(519c) Hydrodynamically Interacting Colloids inside a Spherical Cavity As a Model for Intracellular Transport: Hydrodynamic Entrainment and Active Motion | AIChE

(519c) Hydrodynamically Interacting Colloids inside a Spherical Cavity As a Model for Intracellular Transport: Hydrodynamic Entrainment and Active Motion

Authors 

Aponte-Rivera, C. - Presenter, Cornell University
Zia, R. N., Cornell University
We study diffusion and rheology of hydrodynamically interacting particles confined by a spherical cavity via dynamic simulation, as a model for intracellular and other micro-confined biophysical transport. Previous models of 3D confined transport either focused on the motion of a single confined particle or studied collections of particles while neglecting hydrodynamic interactions. Such approximations are motivated by the challenge of modeling both far-field many-body and near-field lubrication interactions and how such interactions are influenced by the presence of a confining cavity.
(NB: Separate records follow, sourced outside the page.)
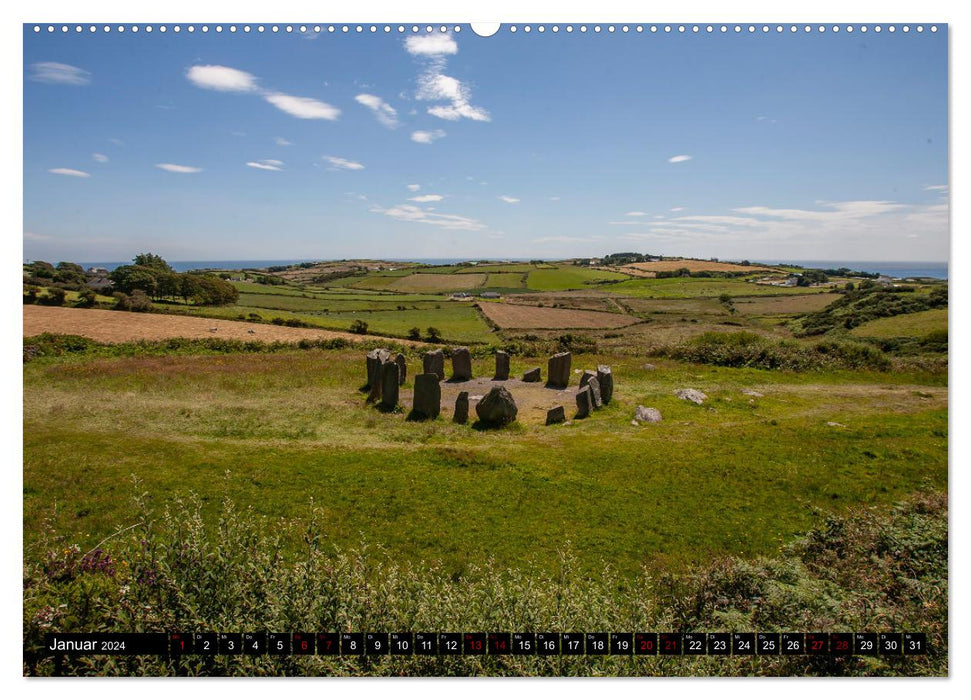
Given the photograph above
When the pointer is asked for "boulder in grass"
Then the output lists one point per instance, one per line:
(389, 385)
(533, 375)
(692, 395)
(402, 368)
(502, 366)
(461, 364)
(606, 379)
(497, 408)
(434, 363)
(427, 402)
(646, 415)
(555, 415)
(584, 402)
(558, 369)
(461, 413)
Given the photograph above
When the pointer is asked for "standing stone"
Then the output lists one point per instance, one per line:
(558, 369)
(502, 366)
(497, 408)
(555, 415)
(402, 368)
(461, 364)
(533, 375)
(590, 379)
(434, 363)
(584, 402)
(374, 360)
(427, 402)
(461, 414)
(389, 385)
(606, 379)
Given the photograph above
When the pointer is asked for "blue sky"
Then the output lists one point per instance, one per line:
(262, 146)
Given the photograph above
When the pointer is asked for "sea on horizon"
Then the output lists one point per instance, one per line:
(936, 270)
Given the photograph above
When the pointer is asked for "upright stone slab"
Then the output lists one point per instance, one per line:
(558, 369)
(461, 364)
(389, 385)
(434, 363)
(461, 414)
(497, 408)
(533, 375)
(502, 366)
(555, 415)
(606, 379)
(584, 402)
(375, 359)
(427, 402)
(402, 368)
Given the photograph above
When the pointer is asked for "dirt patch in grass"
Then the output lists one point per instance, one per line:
(124, 326)
(522, 316)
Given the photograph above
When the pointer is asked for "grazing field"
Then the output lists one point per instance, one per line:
(424, 282)
(522, 316)
(695, 266)
(793, 304)
(275, 431)
(124, 326)
(913, 325)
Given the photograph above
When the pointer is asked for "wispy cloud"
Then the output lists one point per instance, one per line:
(70, 172)
(174, 168)
(385, 113)
(59, 73)
(266, 164)
(427, 136)
(302, 107)
(222, 78)
(431, 45)
(411, 213)
(342, 163)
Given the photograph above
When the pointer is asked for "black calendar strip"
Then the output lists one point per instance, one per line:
(490, 644)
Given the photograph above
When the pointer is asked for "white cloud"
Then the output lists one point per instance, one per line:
(173, 168)
(222, 78)
(342, 163)
(59, 73)
(431, 45)
(427, 136)
(385, 113)
(409, 212)
(302, 107)
(267, 164)
(71, 172)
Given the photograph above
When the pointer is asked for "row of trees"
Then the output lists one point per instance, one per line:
(153, 276)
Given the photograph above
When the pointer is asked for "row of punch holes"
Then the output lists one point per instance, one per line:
(540, 29)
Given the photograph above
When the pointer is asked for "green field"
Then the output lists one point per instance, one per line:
(915, 325)
(734, 477)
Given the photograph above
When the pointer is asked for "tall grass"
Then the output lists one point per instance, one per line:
(168, 571)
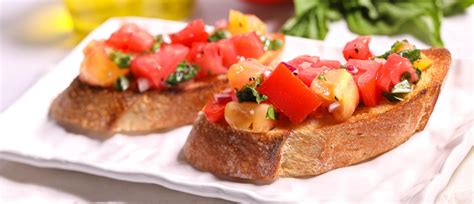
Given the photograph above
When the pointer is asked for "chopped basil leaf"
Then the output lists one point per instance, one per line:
(271, 113)
(412, 55)
(122, 83)
(249, 92)
(321, 77)
(418, 72)
(158, 43)
(384, 55)
(184, 72)
(218, 35)
(402, 87)
(275, 44)
(121, 59)
(266, 42)
(392, 97)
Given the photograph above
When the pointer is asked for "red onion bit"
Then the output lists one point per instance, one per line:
(143, 84)
(333, 106)
(352, 69)
(290, 67)
(222, 98)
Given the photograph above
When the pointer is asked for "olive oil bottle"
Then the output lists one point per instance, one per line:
(88, 14)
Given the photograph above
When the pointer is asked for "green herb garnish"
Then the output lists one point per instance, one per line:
(399, 91)
(412, 55)
(249, 92)
(322, 77)
(422, 19)
(122, 83)
(158, 43)
(184, 72)
(271, 113)
(121, 59)
(218, 35)
(275, 44)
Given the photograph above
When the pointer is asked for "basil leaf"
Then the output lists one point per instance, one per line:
(249, 93)
(275, 44)
(158, 43)
(412, 55)
(122, 60)
(184, 72)
(271, 113)
(122, 83)
(399, 91)
(322, 77)
(402, 87)
(218, 35)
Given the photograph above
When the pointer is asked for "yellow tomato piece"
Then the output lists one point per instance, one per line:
(248, 116)
(97, 69)
(339, 88)
(244, 72)
(244, 23)
(423, 63)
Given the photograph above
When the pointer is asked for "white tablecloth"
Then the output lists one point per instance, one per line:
(22, 64)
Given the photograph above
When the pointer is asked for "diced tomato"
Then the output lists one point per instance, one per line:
(289, 94)
(196, 49)
(392, 71)
(148, 67)
(210, 61)
(309, 67)
(248, 45)
(214, 111)
(358, 48)
(307, 75)
(193, 32)
(158, 66)
(304, 61)
(131, 38)
(333, 64)
(365, 72)
(227, 50)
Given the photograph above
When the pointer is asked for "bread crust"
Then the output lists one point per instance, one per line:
(316, 146)
(102, 112)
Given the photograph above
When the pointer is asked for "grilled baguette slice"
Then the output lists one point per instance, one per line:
(102, 112)
(315, 147)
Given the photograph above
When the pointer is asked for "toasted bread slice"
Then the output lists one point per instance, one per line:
(101, 112)
(316, 146)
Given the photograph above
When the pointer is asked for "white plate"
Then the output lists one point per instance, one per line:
(415, 171)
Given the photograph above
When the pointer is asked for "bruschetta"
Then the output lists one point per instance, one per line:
(308, 116)
(137, 83)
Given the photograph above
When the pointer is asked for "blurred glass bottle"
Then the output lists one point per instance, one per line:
(88, 14)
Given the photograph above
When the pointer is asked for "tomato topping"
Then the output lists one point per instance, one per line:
(304, 61)
(333, 64)
(227, 50)
(158, 66)
(248, 45)
(131, 38)
(193, 32)
(309, 67)
(358, 49)
(393, 70)
(210, 61)
(365, 72)
(289, 94)
(214, 111)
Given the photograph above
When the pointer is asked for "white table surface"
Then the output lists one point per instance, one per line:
(23, 63)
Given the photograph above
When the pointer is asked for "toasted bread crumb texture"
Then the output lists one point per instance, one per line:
(102, 112)
(313, 148)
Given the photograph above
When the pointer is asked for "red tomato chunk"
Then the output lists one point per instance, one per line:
(289, 94)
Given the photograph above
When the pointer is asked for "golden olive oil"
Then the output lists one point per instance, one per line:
(88, 14)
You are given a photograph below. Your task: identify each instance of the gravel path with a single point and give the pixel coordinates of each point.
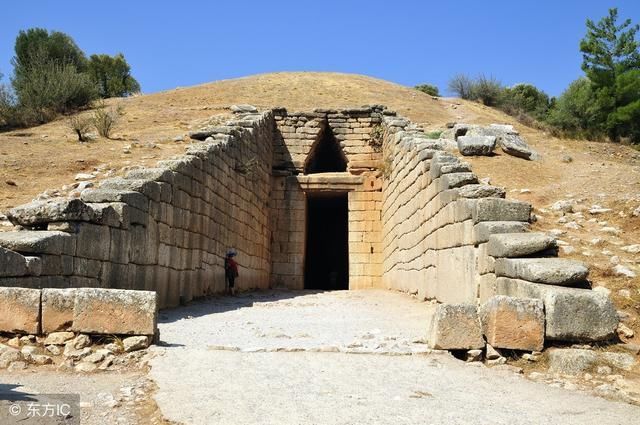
(288, 358)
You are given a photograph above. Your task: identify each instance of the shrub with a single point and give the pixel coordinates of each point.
(487, 89)
(81, 126)
(112, 75)
(429, 89)
(48, 88)
(462, 86)
(105, 119)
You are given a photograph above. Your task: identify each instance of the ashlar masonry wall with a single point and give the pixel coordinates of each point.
(432, 214)
(297, 140)
(164, 229)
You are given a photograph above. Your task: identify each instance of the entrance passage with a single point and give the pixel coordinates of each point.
(327, 250)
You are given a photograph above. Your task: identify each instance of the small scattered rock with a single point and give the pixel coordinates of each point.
(86, 367)
(625, 271)
(59, 338)
(134, 343)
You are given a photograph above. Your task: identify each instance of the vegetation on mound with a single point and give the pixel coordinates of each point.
(605, 103)
(53, 76)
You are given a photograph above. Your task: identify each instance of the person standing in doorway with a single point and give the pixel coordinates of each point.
(230, 271)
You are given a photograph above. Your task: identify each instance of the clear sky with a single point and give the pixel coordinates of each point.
(186, 42)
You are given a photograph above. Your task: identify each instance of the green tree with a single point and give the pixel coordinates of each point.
(112, 75)
(429, 89)
(610, 58)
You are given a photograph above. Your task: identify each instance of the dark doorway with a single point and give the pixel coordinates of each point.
(326, 156)
(327, 250)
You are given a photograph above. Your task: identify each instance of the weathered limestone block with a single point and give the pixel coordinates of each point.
(12, 263)
(57, 309)
(482, 231)
(132, 198)
(456, 327)
(115, 311)
(39, 242)
(552, 271)
(476, 145)
(571, 314)
(475, 191)
(513, 144)
(52, 210)
(20, 310)
(495, 209)
(513, 323)
(519, 244)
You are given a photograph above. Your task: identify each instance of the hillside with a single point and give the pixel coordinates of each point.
(607, 175)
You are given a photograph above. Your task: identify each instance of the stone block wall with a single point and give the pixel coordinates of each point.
(165, 229)
(432, 209)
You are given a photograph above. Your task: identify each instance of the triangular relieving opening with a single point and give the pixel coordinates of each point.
(326, 156)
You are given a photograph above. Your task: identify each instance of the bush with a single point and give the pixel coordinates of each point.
(112, 75)
(105, 119)
(429, 89)
(80, 126)
(487, 89)
(48, 88)
(462, 86)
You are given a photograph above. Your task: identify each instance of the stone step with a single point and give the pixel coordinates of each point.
(519, 244)
(571, 314)
(550, 271)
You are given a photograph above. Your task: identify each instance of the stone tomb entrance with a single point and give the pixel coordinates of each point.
(327, 246)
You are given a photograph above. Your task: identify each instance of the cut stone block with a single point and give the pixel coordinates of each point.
(482, 231)
(20, 310)
(474, 191)
(519, 244)
(115, 311)
(571, 314)
(456, 327)
(552, 271)
(476, 145)
(513, 323)
(39, 242)
(57, 309)
(12, 264)
(52, 210)
(496, 209)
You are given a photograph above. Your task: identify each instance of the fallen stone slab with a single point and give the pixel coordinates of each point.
(571, 314)
(115, 311)
(513, 323)
(476, 145)
(519, 244)
(20, 310)
(496, 209)
(474, 191)
(39, 242)
(456, 327)
(482, 231)
(57, 309)
(12, 264)
(513, 145)
(52, 210)
(551, 271)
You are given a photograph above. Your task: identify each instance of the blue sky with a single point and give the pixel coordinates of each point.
(182, 43)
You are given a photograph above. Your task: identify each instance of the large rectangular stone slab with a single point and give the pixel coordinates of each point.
(496, 209)
(456, 327)
(20, 310)
(115, 311)
(57, 309)
(552, 271)
(519, 244)
(513, 323)
(571, 314)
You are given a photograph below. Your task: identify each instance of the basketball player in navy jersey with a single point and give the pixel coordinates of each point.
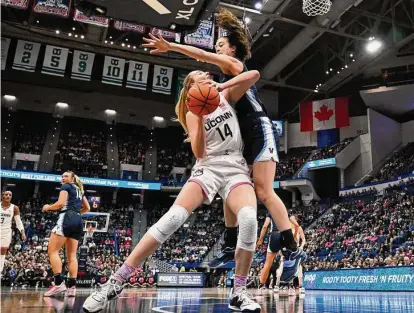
(68, 231)
(258, 132)
(220, 168)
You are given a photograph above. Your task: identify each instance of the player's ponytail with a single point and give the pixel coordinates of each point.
(181, 106)
(236, 33)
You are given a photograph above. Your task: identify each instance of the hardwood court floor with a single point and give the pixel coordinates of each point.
(209, 300)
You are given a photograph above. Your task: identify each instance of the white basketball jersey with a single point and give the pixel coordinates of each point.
(6, 216)
(222, 130)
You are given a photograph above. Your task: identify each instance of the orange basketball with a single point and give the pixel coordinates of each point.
(202, 99)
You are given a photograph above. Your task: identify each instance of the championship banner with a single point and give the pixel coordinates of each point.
(60, 7)
(94, 20)
(137, 75)
(5, 44)
(162, 79)
(82, 65)
(129, 27)
(180, 83)
(26, 56)
(17, 4)
(55, 60)
(166, 34)
(113, 71)
(400, 278)
(203, 37)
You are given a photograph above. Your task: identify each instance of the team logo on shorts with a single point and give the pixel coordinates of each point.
(198, 172)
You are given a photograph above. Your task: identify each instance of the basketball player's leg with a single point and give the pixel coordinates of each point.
(270, 256)
(56, 243)
(71, 249)
(190, 197)
(243, 203)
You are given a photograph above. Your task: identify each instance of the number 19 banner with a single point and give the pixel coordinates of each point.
(82, 65)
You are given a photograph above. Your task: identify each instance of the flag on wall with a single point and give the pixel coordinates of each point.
(162, 79)
(324, 114)
(26, 55)
(137, 75)
(82, 65)
(113, 71)
(54, 62)
(5, 44)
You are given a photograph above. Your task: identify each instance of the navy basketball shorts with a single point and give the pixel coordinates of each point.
(69, 225)
(261, 140)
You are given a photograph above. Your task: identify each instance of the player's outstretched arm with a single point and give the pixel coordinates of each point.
(227, 64)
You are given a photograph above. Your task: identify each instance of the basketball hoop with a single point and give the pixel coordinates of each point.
(316, 7)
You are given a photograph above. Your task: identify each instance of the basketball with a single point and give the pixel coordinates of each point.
(202, 99)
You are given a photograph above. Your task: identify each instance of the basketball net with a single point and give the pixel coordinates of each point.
(316, 7)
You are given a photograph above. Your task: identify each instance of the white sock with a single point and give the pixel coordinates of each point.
(2, 259)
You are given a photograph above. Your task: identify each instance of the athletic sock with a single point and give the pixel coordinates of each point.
(124, 272)
(240, 281)
(287, 241)
(230, 238)
(2, 259)
(71, 282)
(58, 279)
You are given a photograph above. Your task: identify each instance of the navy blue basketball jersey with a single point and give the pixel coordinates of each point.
(74, 197)
(250, 102)
(273, 226)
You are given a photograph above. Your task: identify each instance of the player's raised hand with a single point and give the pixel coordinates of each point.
(159, 45)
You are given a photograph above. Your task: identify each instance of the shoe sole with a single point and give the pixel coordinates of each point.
(233, 308)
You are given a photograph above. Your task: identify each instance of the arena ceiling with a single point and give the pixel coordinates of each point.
(296, 54)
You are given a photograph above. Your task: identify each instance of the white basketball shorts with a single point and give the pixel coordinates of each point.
(220, 174)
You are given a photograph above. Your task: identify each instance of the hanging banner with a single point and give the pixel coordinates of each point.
(113, 71)
(166, 34)
(162, 80)
(82, 65)
(26, 56)
(94, 20)
(129, 27)
(60, 7)
(137, 75)
(180, 83)
(17, 4)
(55, 60)
(203, 37)
(5, 44)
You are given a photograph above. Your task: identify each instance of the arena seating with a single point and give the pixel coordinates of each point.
(400, 163)
(365, 232)
(332, 151)
(132, 143)
(291, 162)
(82, 149)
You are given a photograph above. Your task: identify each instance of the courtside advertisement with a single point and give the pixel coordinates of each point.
(400, 278)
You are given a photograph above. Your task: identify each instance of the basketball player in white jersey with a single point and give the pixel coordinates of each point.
(8, 210)
(220, 168)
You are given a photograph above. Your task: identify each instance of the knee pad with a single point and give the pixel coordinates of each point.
(168, 223)
(247, 228)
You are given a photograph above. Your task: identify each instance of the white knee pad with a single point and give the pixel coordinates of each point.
(247, 228)
(168, 223)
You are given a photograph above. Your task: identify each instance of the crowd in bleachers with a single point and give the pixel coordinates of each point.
(400, 163)
(132, 143)
(82, 149)
(291, 162)
(331, 151)
(364, 231)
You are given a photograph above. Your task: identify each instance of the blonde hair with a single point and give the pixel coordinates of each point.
(77, 181)
(181, 106)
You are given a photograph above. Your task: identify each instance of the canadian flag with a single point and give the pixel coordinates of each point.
(324, 114)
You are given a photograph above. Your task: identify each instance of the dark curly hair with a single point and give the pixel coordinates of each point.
(236, 33)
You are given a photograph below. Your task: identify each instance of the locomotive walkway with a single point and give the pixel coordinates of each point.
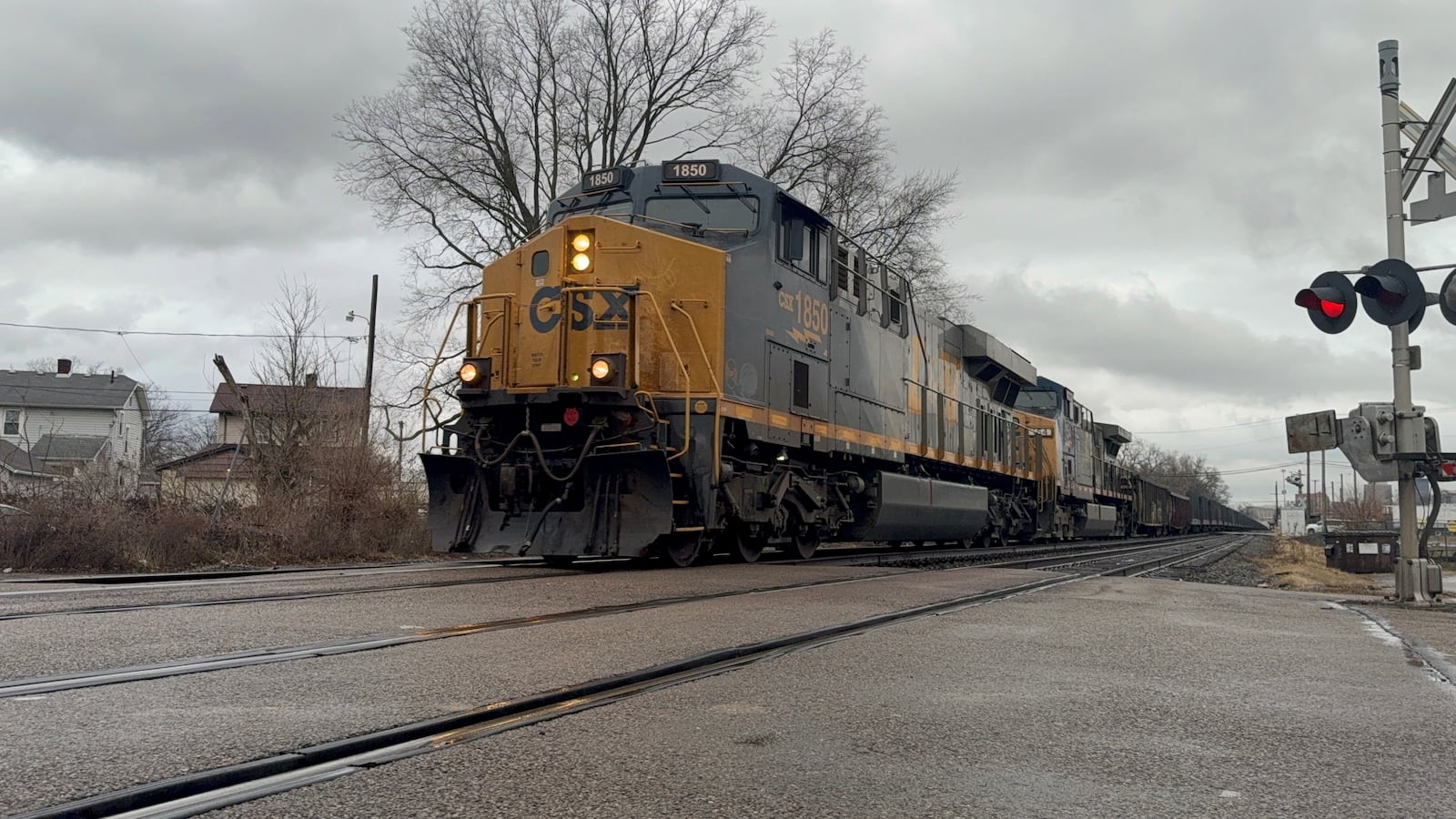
(1089, 697)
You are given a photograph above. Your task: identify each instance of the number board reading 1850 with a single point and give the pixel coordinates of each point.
(691, 171)
(604, 178)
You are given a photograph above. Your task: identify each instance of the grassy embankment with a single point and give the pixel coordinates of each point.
(1300, 567)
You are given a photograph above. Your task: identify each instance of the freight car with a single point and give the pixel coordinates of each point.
(689, 360)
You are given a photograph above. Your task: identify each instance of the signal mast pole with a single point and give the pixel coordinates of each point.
(1410, 571)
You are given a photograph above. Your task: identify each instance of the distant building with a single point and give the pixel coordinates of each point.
(288, 421)
(290, 416)
(206, 475)
(57, 429)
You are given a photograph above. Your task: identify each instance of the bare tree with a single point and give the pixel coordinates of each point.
(1179, 471)
(509, 101)
(298, 353)
(296, 409)
(814, 133)
(171, 430)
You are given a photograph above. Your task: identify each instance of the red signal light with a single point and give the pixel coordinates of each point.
(1329, 300)
(1310, 300)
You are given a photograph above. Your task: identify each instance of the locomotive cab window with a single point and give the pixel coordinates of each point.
(803, 239)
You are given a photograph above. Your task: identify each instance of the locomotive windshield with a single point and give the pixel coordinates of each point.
(615, 203)
(1038, 401)
(711, 213)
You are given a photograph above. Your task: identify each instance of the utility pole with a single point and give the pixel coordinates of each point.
(369, 365)
(369, 360)
(1410, 571)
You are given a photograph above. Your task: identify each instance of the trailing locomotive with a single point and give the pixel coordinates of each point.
(691, 360)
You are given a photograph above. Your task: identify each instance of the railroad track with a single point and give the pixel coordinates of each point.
(877, 557)
(116, 608)
(233, 784)
(51, 683)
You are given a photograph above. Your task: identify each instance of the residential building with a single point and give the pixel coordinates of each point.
(63, 426)
(288, 420)
(216, 471)
(290, 416)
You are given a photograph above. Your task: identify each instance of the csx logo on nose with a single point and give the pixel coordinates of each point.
(613, 315)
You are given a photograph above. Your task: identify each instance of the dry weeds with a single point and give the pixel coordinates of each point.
(1300, 567)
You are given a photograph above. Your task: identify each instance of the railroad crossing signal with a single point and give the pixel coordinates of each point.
(1448, 298)
(1392, 293)
(1330, 300)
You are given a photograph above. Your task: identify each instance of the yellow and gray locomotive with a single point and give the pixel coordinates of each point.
(691, 360)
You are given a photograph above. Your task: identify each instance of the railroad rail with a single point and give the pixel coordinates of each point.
(877, 557)
(233, 784)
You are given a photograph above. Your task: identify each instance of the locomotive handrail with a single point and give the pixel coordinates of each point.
(688, 382)
(718, 389)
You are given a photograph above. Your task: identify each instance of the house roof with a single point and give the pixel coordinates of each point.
(73, 390)
(210, 462)
(274, 398)
(69, 448)
(16, 460)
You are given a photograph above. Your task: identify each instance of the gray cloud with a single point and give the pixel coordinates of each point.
(157, 82)
(1143, 184)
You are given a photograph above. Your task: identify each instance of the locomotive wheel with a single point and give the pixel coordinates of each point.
(803, 542)
(681, 551)
(742, 545)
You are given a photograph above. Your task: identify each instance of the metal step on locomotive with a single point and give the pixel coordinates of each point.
(688, 360)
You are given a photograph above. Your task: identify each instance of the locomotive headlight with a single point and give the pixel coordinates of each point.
(581, 248)
(475, 372)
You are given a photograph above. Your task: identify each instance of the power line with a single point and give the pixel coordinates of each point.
(124, 332)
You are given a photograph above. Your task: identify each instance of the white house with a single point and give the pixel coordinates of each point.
(63, 424)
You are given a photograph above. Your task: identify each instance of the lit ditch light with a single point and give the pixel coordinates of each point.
(475, 372)
(608, 369)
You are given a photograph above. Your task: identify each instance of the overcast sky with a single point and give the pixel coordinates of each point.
(1145, 184)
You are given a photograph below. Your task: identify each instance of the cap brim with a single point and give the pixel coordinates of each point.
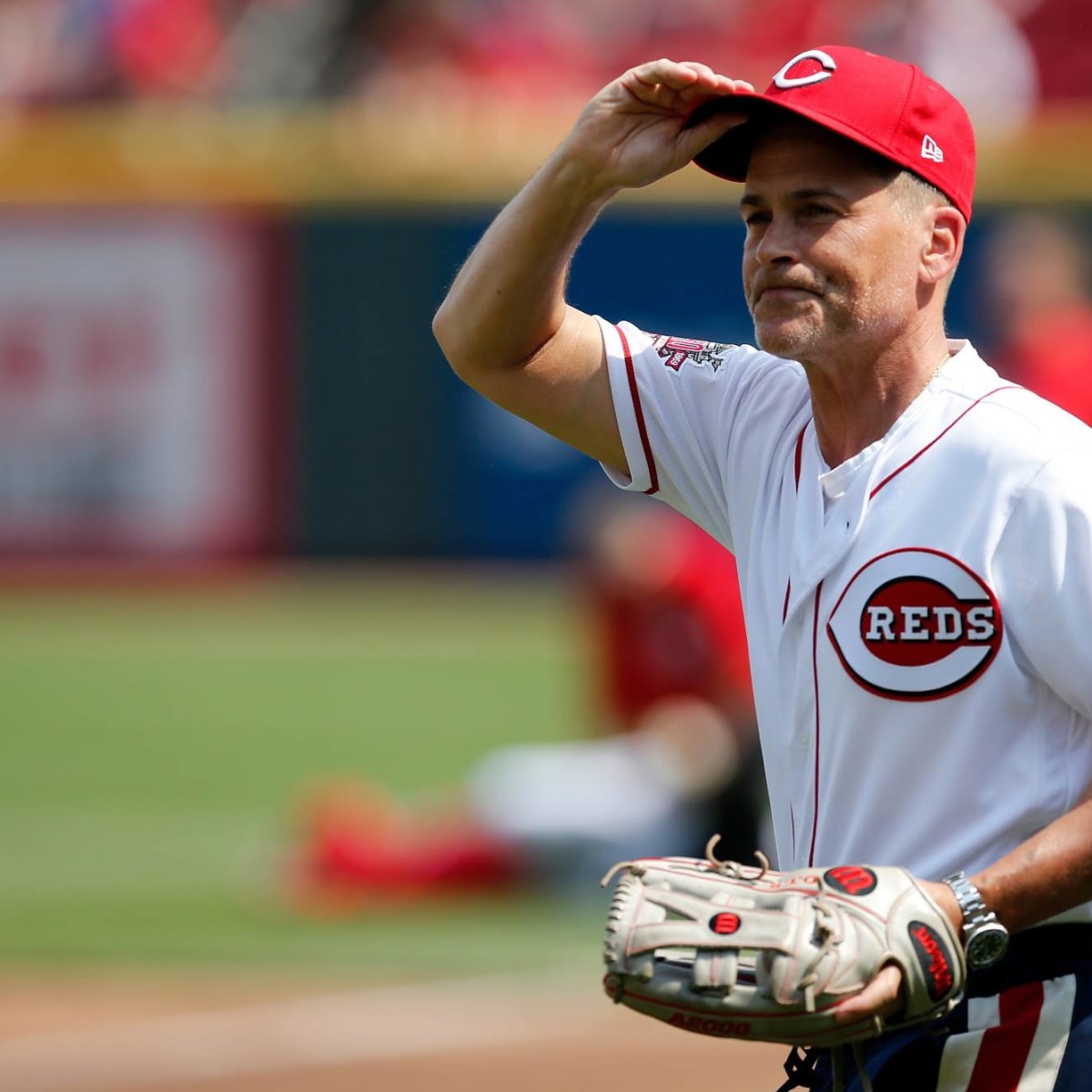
(729, 157)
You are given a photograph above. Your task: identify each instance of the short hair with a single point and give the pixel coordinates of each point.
(915, 191)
However, biophysical and other confined suspension systems are crowded, watery environments populated with a multitude of hydrodynamically interacting microscopic particles. In the present work, we utilize our framework for spherically confined suspensions to study the effect of 3D confinement on particle entrainment as well as on the active motion of a probe particle. Recent studies have shown that in unbound suspensions, increasing the suspension volume fraction does not lead to a change in the algebraic decay of hydrodynamic entrainment, that is, crowding does not lead to hydrodynamic screening. In contrast, studies involving a dilute system of particles near a single planar wall have observed that the presence of the boundary can lead to a change in the algebraic decay of hydrodynamic entrainment. In this work, we show how the presence of the spherical cavity impacts entrained motion in 3D confined colloidal suspensions. We calculate the hydrodynamic entrainment between particle pairs when these are immersed in an intervening medium of freely diffusing bath particles. This allows us to determine how hydrodynamic entrainment changes as a function of particle position, volume fractions, and particle-to-cavity size ratio. In addition to hydrodynamic entrainment, active motion is an important transport mechanism in many biophysical systems. We study the effect of confinement on active motion by using as a model system the motion of a single probe particle driven through the 3D confined suspension by an external force. By tracking the motion of the particle, as well as the evolution of the suspension stress rheological properties such as the micro-viscosity, osmotic pressure, and normal stresses are determined as a function of probe forcing in the linear response regime.